Lady Emma Hamilton, Künstlerin und Künstlermuse, Star und femme scandaleuse war eine der prominentesten und zugleich umstrittensten Frauen ihrer Zeit. 1765 unter dem Namen Amy Lyon als Tochter eines Hufschmieds in der englischen Provinz geboren, kommt das Mädchen nach einer turbulenten Jugend an der Seite verschiedener Männer 1786 im Alter von 21 Jahren nach Neapel, wird dort die Geliebte, später die Ehefrau des britischen Botschafters Sir William Hamilton, bekannt in ganz Europa als Sammler antiker Vasen und Erforscher des Vesuv.

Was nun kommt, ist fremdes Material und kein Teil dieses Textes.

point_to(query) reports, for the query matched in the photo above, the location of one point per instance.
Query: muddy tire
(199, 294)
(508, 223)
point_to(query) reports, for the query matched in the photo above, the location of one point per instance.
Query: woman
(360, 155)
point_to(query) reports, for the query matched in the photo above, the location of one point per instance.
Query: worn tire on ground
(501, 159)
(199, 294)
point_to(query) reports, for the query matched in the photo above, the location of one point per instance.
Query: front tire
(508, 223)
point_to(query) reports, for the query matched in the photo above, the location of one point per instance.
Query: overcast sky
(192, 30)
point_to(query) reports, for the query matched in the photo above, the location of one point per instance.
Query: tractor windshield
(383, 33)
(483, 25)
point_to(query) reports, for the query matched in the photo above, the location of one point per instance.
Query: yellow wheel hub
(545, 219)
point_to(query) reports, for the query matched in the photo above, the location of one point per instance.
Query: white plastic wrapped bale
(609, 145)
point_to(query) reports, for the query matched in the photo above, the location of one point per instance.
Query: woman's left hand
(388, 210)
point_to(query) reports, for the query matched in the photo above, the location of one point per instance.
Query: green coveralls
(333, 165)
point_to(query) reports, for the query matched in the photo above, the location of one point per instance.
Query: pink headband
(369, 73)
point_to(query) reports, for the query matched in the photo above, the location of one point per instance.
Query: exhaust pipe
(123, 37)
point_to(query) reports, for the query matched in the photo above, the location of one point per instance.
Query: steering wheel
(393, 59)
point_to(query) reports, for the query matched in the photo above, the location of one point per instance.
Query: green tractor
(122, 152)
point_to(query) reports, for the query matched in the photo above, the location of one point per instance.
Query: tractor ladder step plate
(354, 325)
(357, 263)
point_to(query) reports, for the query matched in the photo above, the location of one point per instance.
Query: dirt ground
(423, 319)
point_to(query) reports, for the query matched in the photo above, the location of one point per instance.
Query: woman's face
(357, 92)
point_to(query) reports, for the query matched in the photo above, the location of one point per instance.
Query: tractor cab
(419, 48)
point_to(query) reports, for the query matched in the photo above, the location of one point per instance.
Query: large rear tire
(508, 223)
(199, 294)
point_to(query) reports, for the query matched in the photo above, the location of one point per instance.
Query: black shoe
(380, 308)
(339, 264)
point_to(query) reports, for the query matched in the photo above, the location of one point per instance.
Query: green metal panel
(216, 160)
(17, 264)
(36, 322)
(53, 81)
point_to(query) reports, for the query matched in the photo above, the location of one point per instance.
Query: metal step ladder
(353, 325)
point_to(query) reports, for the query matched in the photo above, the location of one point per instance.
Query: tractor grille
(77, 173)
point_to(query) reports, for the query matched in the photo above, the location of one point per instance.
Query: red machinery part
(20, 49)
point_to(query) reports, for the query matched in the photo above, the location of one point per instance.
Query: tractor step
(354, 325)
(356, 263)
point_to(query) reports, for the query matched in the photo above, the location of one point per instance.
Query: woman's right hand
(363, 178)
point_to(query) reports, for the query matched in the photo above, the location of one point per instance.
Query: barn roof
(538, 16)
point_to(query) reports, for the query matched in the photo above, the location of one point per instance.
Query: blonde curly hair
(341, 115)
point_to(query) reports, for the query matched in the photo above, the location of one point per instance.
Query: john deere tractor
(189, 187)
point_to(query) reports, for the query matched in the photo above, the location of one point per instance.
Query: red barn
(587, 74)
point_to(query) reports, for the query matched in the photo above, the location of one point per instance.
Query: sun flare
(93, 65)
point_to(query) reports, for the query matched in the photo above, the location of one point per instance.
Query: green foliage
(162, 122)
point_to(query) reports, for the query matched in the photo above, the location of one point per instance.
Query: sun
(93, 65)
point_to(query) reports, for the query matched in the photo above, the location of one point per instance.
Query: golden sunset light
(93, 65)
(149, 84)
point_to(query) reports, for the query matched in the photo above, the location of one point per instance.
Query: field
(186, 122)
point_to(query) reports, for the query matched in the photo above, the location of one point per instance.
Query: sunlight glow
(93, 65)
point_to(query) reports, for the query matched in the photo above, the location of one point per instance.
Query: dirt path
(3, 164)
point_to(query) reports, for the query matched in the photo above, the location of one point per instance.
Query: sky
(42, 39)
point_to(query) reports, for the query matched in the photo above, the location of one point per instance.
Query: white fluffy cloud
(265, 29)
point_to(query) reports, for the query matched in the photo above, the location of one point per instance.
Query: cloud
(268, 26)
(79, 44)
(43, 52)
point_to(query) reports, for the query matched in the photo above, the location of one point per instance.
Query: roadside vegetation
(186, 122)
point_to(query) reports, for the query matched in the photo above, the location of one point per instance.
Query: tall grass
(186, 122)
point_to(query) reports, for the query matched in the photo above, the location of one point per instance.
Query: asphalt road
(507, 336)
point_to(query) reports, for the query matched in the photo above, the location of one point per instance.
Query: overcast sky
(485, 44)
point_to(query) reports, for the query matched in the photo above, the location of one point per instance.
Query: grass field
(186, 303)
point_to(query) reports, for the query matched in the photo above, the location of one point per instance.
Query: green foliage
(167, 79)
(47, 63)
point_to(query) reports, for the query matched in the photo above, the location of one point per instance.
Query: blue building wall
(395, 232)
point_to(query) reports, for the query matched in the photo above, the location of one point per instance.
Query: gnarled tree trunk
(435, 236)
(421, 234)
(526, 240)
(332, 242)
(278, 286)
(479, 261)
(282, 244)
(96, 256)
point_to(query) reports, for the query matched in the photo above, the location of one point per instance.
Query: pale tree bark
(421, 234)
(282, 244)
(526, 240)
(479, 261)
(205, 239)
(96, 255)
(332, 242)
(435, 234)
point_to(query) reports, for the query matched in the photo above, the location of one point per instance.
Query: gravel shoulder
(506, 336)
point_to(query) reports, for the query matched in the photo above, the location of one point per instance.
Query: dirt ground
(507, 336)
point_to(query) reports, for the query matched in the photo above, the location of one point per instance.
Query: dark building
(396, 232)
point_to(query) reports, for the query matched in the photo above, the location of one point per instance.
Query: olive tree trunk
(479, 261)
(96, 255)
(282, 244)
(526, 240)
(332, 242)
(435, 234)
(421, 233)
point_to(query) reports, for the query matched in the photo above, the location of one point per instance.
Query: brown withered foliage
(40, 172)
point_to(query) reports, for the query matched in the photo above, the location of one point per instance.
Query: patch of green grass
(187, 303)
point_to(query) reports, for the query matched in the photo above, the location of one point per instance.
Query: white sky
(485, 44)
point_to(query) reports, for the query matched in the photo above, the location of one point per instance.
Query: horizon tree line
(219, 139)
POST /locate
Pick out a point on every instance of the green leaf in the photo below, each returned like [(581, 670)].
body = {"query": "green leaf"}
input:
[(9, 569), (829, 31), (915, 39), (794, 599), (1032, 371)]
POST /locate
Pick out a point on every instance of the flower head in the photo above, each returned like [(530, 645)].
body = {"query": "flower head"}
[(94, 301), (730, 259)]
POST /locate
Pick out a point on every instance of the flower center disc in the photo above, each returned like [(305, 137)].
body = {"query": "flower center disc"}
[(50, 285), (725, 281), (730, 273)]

Johann Heinrich Wilhelm Tischbein: Bildnis Emma Hart als Sibylle, Öl auf Leinwand, 1789/1790, Klassik Stiftung WeimarMit ihren Attitüden, Tanz-Performances in schnell wechselnden Bildern nach antiken Vorlagen bezaubert sie im Palazzo Sessa (heute übrigens Sitz des neapolitanischen Goethe-Instituts) zahlreiche Besucher der kosmopolitischen Großstadt, einem Zentrum der Grand Tour. Goethe hat drei Mal ihren Aufführungen beigewohnt, „eine Abwechslung von Stellungen, Gebärden, Mienen etc. daß man zuletzt wirklich meint, man träume" und lässt sich durch sie für die Weimarer Liebhaberaufführungen „Lebender Bilder" inspirieren. Außerdem trat Emma als gefeierte Sängerin auf. Zu ihrem Repertoire gehörten Opernarien von Händel und Paisiello; Joseph Haydn wird später in Eisenstadt eine Kantate für sie komponieren und sie dabei eigenhändig am Klavier begleiten.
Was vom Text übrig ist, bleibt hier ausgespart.